Этот новый анекдот о Пизонском разошелся по городу, но и он нимало не повредил его незыблемой репутации.
Напротив, Пизонского чуть ли не с этих пор даже начали принимать в чиновничьих домах не как ремесленника, а как свободного художника, которому мелочи, приказное строчительство даже и неприличны. Его теперь не кормили на кухнях, а сажали на особый стул у двери залы; ему подносили рюмку водки не между пальцами, а на ломте хлеба, и говорили ему в глаза не просто «ты», а «ты, Константин Ионыч». Он до такой степени выдвигался из положения рабочего смерда, что даже сам голова стал посылать ему чаю не в сени, а в молодцовскую и позволял рассуждать с собою, стоя у притолки. И не прошло года, как все заметные люди Старого Города самым незаметным образом очутились друзьями и сторонниками убогого пришельца Пизонского. Даже молодой народ, по натуре своей везде народ ветреный и легкомысленный, отзывался о Константине Ионыче небезвыгодно для его значения в городе. «Да, этот Пизон, — говорила молодежь, — дарма, что он набекрень нос носит, ну, а меж тем он шельма прештуковатый».
Принося всем и каждому посильные услуги и втираясь, без всяких подобострастных искательств, во всеобщее расположение, Константин Ионыч никогда не жаловался на свою судьбу и даже никогда ни слова никому не говорил о своих сиротках. Разве когда кто сам его о них спрашивал: «Ну как, Константин Ионыч, твои дети?» — то только в таких случаях Пизонский отвечал: «А живут, девушка, растут помаленьку».
— Ты бы, Константин Ионыч, подумал, чтоб дать им какое-нибудь воспитание, — говорили ему барыни.
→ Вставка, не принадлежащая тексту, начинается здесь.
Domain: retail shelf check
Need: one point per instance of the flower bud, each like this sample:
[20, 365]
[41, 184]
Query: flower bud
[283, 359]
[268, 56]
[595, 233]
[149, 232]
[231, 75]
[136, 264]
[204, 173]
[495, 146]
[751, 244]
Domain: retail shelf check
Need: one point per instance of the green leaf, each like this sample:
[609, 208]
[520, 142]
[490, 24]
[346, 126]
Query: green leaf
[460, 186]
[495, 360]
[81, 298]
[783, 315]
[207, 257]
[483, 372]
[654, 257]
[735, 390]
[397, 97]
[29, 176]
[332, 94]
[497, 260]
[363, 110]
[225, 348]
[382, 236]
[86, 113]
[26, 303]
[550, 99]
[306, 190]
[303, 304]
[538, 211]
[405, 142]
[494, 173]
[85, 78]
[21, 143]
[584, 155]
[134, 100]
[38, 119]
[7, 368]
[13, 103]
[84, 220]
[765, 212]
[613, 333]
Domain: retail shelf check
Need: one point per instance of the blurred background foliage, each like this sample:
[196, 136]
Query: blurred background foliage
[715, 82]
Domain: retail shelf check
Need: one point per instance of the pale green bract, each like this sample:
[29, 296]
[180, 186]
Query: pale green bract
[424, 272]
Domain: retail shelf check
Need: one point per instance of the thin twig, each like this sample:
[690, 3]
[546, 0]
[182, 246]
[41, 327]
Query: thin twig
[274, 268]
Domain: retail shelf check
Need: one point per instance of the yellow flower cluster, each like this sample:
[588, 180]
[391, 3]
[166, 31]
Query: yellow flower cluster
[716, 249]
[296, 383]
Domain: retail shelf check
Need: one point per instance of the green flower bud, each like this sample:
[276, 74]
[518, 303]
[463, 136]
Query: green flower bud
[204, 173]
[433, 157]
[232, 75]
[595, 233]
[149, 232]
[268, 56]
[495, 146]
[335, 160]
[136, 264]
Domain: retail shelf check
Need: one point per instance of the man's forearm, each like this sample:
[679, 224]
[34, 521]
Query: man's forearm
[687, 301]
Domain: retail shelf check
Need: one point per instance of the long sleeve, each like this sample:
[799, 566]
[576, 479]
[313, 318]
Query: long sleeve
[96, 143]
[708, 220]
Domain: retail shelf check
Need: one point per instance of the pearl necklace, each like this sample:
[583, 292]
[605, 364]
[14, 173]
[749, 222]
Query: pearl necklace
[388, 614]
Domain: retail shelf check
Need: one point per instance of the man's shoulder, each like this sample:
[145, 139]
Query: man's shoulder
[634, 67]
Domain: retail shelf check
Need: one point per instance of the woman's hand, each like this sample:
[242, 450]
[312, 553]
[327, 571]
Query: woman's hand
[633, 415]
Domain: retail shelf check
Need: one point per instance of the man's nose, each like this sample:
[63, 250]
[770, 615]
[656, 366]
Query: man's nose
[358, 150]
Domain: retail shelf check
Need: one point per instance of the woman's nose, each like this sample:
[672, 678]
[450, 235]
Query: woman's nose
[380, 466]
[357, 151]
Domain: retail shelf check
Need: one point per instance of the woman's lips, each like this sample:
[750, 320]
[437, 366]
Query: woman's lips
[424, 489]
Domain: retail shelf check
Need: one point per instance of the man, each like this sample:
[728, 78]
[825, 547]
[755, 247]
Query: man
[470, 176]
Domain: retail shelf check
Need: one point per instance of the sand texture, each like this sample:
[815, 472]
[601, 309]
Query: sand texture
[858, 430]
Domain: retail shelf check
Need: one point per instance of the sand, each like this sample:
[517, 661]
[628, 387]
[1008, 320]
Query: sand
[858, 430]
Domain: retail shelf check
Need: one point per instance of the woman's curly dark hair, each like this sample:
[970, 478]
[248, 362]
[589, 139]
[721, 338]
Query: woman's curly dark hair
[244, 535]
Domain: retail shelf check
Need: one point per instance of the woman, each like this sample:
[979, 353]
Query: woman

Пизонский отмалчивался или коротко отвечал:
— Думаю, девонька, думаю.
— Хоть бы ты ко мне их присылал поучиться, — предлагала ему почтмейстерша.
Пизонский и от этого отделался.
— Дики они у меня, дружок; очень сиротливы; людей не видали; куда им в господском доме!
У Константина Ионыча насчет воспитания сирот были свои планы, о которых он ни с кем не говорил, но которые знал до малейших деталей.
Совесть, не допускавшая Пизонского никому ни на шаг не заступить никакой дороги, изощрила его внимание к тем бросовым средствам, которые лежат праздными, которые как бы никому ни на что не нужны и не обращают на себя ничьего внимания. Неудача почтовой карьеры еще более убедила Пизонского, что он не может идти теми путями, которые легче и которыми могут идти другие. Он как бы чувствовал, что ему суждены свои исключительные пути; что для него гораздо удобнее брать в свои руки то, чем небрегли другие и что не даст ему ни недостойной борьбы, ни врагов и завистников.